Daily Devotion for July 23, 2010
Our Father, who art in heaven, hallowed be thy name. Thy kingdom come; Thy will be done, on earth as it is in heaven. Give us this day our daily bread, and forgive us our trespasses, as we forgive those who trespass against us. And lead us not into temptation, but deliver us from evil.
For Thine is the kingdom, and the power, and the glory, forever and ever.
Prayer for the Morning
Lord, teach me to number my days aright, that I may gain wisdom of heart.
Help me do today the things that matter, not to waste the time I have.
The moments I have are precious, Lord, see that I count them dear. Teach me to number my days aright. Fill me this day with your kindness, that I may be glad and rejoice all the days of my life. Through Christ I pray,
Prayer of Thanksgiving
Father in heaven, creator of all and source of all goodness and love, please look kindly upon me and receive my heartfelt gratitude for all that you have done for me and for those I love. Thank you for all the graces and blessings you have betowed upon us, spiritual and temporal: Our faith and religious heritage; our food and shelter; our health; the love we have for one another; and the lives of our family and friends. Dear Father, in your infinite generosity, please grant us continued grace and blessings during the coming day. This I ask in the name of Jesus Christ, your only son, who has saved us from death.
Eternal God, heavenly Father, you have graciously accepted me as a living member of your Son our Savior Jesus Christ, and you have fed me with the spiritual food of his Body and Blood. Send me now into the world in peace, and grant me strength and courage to love and serve you with gladness and singleness of heart; through Christ our Lord
(Additional prayers may be found at Prayers for All Occasions.)

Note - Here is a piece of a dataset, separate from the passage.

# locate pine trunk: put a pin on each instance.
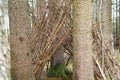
(21, 61)
(82, 39)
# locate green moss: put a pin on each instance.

God be with you 'til we meet again.
As God's chosen ones, holy and beloved, clothe yourselves with compassion, kindness, humility, meekness, and patience. Bear with one another and, if anyone has a complaint against another, forgive each other; just as the Lord has forgiven you, so you also must forgive.
Above all, clothe yourselves with love, which binds everything together in perfect harmony. And let the peace of Christ rule in your hearts, to which indeed you were called in the one body. And be thankful.
Let the word of Christ dwell in you richly; teach and admonish one another in all wisdom; and with gratitude in your hearts sing psalms, hymns, and spiritual songs to God. And whatever you do, in word or deed, do everything in the name of the Lord Jesus, giving thanks to God the Father through him.
Notes on the Scripture
True forgiveness is one of the hardest things in life to do and one of the most important. It is the antidote for the sins of anger and pride. Forgiveness destroys a great barrier that separates us from Christ's grace. Like a muscle, it must be exercised repeatedly, for we will never tire of getting angry and prideful.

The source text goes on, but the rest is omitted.